Inicié mi relación con la Orden en Marzo de 2004. Desde el primer momento  me sentí totalmente acogida y tenía la sensación de estar en un ambiente muy "humano", había oído hablar de la Hospitalidad pero todavía era un concepto más bien teórico. A nivel personal he crecido en un ambiente cristiano y los valores del evangelio son un referente crucial en mi vida. Poder aunar estos valores en el ámbito profesional, desde el principio, me pareció un regalo. El mensaje de autenticidad que se nos revela a través de la figura de Jesús sigue vigente hoy, incluso puede parecer  novedoso cuando algún personaje relevante de nuestra actualidad hace referencia a  alguno de estos valores.

Ese ambiente "humano" que había percibido al principio empezó a ser algo más. Poco a poco ese concepto antes teórico de la Hospitalidad fue tomando forma y adquiriendo la especial  importancia que hoy en día tiene para mí. Aunque sé que me queda mucho por aprender, cada día me sigo sorprendiendo de la fuerza que tiene la Hospitalidad, esa acogida incondicional que sana por dentro a las personas.

El encuentro con la persona que sufre es un espacio sagrado donde la frontera entre "el que sabe" y "el que necesita" se va diluyendo; sin olvidar el rol profesional como fuente de recursos para el acompañamiento, pero siendo consciente de que el otro ser humano, que ahora se presenta frágil, también tiene su riqueza interior. Cuando empiezas a conocer un poco la espiritualidad de la Orden te das cuenta de que  todo esto se hace vida en el día a día. 

En mi ámbito profesional de los cuidados paliativos no puedo decir que las personas  se curan, pero sí veo personas que cierran sus vidas con una historia, con una biografía sanada. La Hospitalidad envuelve también a las familias para que puedan  acompañar con serenidad a sus seres queridos en esta etapa final de sus vidas. He podido vivir la Hospitalidad como vínculo de unión entre creyentes y no creyentes, este carisma nos trasciende a todos y nos hace hablar un lenguaje común, incluso cuando las palabras ya no sirven demasiado. Para que todo esto se pueda dar es imprescindible el compromiso de los profesionales que formamos parte de los equipos para poner en valor este carisma  que nos viene dado por estar en el ámbito de la Orden.

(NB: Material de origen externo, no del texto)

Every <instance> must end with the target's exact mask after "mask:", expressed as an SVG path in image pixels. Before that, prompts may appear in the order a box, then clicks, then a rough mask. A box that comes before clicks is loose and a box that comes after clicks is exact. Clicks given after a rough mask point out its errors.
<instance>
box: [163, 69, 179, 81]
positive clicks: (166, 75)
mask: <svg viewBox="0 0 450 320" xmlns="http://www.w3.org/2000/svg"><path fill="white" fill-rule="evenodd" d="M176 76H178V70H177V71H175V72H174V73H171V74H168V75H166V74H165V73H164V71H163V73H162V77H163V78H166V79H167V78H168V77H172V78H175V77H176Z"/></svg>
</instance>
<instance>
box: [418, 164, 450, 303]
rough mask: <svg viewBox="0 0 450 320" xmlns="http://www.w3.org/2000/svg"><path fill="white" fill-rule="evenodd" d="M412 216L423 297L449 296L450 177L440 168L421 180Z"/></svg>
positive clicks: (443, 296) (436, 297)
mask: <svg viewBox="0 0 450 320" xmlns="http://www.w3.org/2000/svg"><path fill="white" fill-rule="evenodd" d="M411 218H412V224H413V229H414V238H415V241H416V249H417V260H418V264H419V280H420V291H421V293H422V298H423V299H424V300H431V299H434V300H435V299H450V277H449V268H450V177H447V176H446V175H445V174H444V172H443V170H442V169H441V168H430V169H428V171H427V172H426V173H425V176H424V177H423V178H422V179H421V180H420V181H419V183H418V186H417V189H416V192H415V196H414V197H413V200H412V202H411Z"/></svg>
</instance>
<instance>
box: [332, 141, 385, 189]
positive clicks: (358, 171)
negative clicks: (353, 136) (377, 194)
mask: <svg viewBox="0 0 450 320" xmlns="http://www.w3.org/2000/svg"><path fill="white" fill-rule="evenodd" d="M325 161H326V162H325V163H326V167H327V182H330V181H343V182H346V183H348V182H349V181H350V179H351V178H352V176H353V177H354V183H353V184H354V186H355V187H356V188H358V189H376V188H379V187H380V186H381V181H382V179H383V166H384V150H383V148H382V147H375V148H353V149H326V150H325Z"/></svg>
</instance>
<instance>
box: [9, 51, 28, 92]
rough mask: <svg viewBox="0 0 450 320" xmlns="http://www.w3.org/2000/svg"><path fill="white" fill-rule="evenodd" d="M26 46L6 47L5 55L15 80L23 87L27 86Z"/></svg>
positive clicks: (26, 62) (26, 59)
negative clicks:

El acompañar a las personas que pasan por una experiencia de sufrimiento puede resultar difícil en el día a día, es entonces cuando surge ese respirar hondo y sentirte instrumento. Ser instrumento con la responsabilidad de prepararte bien a nivel profesional pero también de cuidarte por dentro, de poder cultivar nuestra propia espiritualidad.